Перегонов. Тут написано. Значит, надо делать бюст, а то неловко. (Продолжает читать.) «Колхозники, рабочие и советская интеллигенция собираются отметить знаменательную дату новыми производственными победами и всеобщим трудовым подъемом. ТАСС». Ну? Что вы на это скажете? Товарищи, вы понимаете, что произошло? Первый раз за все время существования про город Конск напечатано во всех газетах, как местных, так и центральных, и даже, может быть, заграничных! Попрошу встать. «Конск, пятнадцатое мая, ТАСС».
Самохин (хрипло). Кто это сделал?
Перегонов. Кто сделал, кто сделал. Понятно, я сделал. Я еще вчера утром телеграфировал. По смете Парка культуры и отдыха. Потом сочтемся. Мне скажите спасибо. А то бы дошло до Казани — и кончено! А теперь факт налицо: «Конск, пятнадцатое мая, ТАСС». Лобачевский — наш.
Есаулова. О Персюков, что-то ты меня начинаешь беспокоить.
Персюков. В порядочке, в порядочке. Положись на меня. Все будет, как у людей.

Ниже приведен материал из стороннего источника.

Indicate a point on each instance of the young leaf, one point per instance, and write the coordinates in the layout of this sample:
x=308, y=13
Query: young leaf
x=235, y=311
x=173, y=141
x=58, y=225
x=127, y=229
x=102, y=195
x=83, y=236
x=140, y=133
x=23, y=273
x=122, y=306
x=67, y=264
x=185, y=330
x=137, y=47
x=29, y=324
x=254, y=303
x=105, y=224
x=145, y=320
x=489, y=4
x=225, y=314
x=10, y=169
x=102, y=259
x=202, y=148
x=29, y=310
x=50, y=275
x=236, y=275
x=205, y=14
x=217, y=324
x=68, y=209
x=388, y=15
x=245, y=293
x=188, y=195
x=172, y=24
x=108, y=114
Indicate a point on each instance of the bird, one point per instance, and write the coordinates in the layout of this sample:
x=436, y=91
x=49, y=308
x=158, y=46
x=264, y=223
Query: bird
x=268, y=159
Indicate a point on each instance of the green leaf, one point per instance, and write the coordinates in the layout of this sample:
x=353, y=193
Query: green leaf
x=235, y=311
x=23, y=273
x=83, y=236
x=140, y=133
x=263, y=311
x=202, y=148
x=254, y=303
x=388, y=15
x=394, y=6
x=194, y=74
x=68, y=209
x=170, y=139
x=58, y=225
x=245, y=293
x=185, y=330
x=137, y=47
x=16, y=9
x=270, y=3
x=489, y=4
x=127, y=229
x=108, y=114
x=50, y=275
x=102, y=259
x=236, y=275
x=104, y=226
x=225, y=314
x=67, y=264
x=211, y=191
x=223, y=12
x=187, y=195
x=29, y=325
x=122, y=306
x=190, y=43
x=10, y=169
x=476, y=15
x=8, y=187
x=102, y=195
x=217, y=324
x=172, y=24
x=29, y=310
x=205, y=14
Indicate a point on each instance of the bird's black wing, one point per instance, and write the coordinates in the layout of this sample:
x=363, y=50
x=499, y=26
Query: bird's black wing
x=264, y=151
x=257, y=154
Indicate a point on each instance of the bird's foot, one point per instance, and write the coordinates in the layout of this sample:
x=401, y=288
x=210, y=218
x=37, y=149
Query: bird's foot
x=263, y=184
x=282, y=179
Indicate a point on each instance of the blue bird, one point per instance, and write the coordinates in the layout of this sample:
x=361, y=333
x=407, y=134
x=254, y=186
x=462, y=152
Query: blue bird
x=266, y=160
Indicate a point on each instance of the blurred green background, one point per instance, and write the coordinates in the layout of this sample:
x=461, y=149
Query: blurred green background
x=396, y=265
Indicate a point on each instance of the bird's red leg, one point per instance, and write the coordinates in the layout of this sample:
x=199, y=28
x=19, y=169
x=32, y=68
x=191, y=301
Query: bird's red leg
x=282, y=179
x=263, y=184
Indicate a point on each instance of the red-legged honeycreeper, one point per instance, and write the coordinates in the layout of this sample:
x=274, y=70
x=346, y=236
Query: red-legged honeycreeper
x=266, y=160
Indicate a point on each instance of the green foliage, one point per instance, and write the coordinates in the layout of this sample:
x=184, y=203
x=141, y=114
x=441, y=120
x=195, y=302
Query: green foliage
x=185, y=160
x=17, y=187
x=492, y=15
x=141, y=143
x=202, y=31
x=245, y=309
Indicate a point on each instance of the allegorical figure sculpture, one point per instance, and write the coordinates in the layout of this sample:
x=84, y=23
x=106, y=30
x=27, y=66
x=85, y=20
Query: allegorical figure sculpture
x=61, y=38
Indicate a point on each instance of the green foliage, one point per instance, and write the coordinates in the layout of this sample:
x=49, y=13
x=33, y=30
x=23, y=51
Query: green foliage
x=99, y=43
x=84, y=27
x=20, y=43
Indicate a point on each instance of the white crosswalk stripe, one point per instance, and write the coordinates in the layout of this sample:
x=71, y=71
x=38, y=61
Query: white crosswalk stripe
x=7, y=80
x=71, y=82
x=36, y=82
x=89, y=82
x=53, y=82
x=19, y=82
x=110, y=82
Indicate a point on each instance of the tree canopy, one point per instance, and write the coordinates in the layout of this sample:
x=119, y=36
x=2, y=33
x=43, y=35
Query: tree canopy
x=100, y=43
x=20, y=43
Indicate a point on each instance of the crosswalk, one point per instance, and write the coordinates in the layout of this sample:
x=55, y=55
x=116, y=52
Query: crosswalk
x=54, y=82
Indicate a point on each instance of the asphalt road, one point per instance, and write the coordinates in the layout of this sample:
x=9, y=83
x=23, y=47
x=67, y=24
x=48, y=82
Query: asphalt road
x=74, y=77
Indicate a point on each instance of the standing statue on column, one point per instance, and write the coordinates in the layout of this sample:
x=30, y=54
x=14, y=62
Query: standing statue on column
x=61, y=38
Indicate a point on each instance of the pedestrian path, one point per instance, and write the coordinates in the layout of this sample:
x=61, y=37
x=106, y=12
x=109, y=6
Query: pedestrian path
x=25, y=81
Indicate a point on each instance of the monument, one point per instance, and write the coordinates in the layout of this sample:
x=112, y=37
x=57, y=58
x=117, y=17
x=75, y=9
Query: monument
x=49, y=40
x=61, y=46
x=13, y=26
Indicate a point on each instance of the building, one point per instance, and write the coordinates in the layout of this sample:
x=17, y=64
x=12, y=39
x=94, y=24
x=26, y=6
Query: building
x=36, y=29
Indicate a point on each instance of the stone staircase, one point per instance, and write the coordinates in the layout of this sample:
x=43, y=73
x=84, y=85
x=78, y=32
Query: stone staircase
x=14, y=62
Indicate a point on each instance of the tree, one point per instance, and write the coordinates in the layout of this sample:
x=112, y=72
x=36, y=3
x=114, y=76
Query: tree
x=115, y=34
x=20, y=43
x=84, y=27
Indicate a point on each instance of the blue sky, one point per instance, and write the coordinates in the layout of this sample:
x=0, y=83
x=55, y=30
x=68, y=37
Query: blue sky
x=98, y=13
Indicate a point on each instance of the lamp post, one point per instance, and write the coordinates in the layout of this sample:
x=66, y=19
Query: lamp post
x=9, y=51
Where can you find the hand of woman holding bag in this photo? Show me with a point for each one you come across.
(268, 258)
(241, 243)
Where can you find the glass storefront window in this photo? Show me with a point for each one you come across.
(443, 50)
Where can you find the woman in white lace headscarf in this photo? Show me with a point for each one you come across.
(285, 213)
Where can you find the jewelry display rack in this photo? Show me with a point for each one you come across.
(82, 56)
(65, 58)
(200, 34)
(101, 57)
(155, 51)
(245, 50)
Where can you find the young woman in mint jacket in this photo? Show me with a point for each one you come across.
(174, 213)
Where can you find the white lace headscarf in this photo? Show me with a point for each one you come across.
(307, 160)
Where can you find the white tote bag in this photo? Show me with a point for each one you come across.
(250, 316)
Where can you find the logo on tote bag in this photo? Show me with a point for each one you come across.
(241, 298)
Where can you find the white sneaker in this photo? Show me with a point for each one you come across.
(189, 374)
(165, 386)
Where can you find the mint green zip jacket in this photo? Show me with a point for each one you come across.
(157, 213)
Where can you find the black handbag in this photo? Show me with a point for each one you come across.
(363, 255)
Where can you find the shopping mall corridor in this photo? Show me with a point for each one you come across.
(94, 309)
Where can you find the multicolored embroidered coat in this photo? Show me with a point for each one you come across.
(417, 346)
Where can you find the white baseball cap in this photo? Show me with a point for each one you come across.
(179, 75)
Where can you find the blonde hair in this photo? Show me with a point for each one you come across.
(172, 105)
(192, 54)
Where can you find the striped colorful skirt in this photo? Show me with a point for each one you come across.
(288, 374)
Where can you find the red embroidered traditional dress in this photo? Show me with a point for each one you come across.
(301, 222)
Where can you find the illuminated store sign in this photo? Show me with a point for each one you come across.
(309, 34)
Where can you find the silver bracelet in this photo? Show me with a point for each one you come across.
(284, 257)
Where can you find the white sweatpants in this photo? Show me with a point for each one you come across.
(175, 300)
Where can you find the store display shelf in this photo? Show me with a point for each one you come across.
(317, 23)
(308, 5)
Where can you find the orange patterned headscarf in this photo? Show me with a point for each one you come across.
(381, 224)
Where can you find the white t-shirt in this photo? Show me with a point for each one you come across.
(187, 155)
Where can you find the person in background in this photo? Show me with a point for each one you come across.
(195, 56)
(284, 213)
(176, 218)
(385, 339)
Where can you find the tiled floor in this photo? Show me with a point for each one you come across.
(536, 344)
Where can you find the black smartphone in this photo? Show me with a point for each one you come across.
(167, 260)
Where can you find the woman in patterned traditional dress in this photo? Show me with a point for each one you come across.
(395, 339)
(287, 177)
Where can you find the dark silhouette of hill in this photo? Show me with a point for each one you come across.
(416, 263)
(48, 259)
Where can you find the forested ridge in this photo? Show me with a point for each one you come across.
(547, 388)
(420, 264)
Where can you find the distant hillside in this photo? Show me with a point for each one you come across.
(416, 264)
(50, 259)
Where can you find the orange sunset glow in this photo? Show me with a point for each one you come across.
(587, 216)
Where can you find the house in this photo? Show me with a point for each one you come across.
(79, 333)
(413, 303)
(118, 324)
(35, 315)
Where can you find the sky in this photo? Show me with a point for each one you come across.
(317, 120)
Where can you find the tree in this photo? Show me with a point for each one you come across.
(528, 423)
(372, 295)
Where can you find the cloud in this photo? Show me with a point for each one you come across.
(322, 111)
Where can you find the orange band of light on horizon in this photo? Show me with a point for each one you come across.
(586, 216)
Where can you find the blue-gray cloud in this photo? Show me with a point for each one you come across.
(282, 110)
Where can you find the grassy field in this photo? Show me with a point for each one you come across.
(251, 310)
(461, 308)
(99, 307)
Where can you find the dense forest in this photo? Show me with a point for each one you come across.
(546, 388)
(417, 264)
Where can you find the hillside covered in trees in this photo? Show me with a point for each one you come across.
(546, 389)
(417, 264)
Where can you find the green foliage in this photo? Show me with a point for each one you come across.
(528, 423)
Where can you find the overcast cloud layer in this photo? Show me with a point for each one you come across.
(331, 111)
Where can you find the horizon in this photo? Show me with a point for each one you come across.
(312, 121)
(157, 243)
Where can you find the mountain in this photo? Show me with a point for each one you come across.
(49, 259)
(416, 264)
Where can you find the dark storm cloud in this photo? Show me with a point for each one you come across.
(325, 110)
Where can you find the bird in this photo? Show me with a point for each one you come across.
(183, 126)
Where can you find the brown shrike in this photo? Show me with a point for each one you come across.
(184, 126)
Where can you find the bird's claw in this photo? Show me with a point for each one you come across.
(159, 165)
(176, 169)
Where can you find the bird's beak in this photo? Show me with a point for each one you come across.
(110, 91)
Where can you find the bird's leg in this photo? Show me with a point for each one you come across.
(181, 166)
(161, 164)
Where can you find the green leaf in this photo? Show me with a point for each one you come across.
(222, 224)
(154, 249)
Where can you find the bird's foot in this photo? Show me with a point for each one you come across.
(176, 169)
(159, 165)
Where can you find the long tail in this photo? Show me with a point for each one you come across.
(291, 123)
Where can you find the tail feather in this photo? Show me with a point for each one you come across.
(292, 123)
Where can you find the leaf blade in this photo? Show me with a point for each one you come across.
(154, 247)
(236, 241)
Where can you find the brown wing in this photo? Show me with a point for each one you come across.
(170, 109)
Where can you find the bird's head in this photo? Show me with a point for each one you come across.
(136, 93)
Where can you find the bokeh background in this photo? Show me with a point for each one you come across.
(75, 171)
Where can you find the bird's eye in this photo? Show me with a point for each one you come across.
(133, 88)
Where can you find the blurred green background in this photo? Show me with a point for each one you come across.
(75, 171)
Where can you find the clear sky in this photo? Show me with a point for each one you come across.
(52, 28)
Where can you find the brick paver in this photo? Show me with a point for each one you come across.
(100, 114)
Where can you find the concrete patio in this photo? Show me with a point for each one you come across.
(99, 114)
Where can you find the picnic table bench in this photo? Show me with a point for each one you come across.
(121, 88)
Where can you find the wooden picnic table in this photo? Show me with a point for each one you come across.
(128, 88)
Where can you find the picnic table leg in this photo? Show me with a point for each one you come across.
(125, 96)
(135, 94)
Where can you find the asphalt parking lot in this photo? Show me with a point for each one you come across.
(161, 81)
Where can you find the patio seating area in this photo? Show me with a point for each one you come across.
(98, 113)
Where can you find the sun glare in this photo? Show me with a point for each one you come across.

За это я тебе отвечаю.
Есаулова. Смотри, Персюков, чтоб не получилось, как в прошлом году, когда ты установил у себя в Парке культуры и отдыха какую-то идиотскую машину для автоматической пришивки пуговиц гуляющим.
Персюков. А что, плохое было изобретение?
Есаулова. Великолепное. Пришивало пуговицы прямо к коже человека. Ты помнишь — гуляющие тебя чуть не убили.
Персюков. Это не важно. Машина была отличная. Только ее плохо смонтировали.
Самохин. Все-таки это феерическое безобразие.
Персюков. Что безобразие?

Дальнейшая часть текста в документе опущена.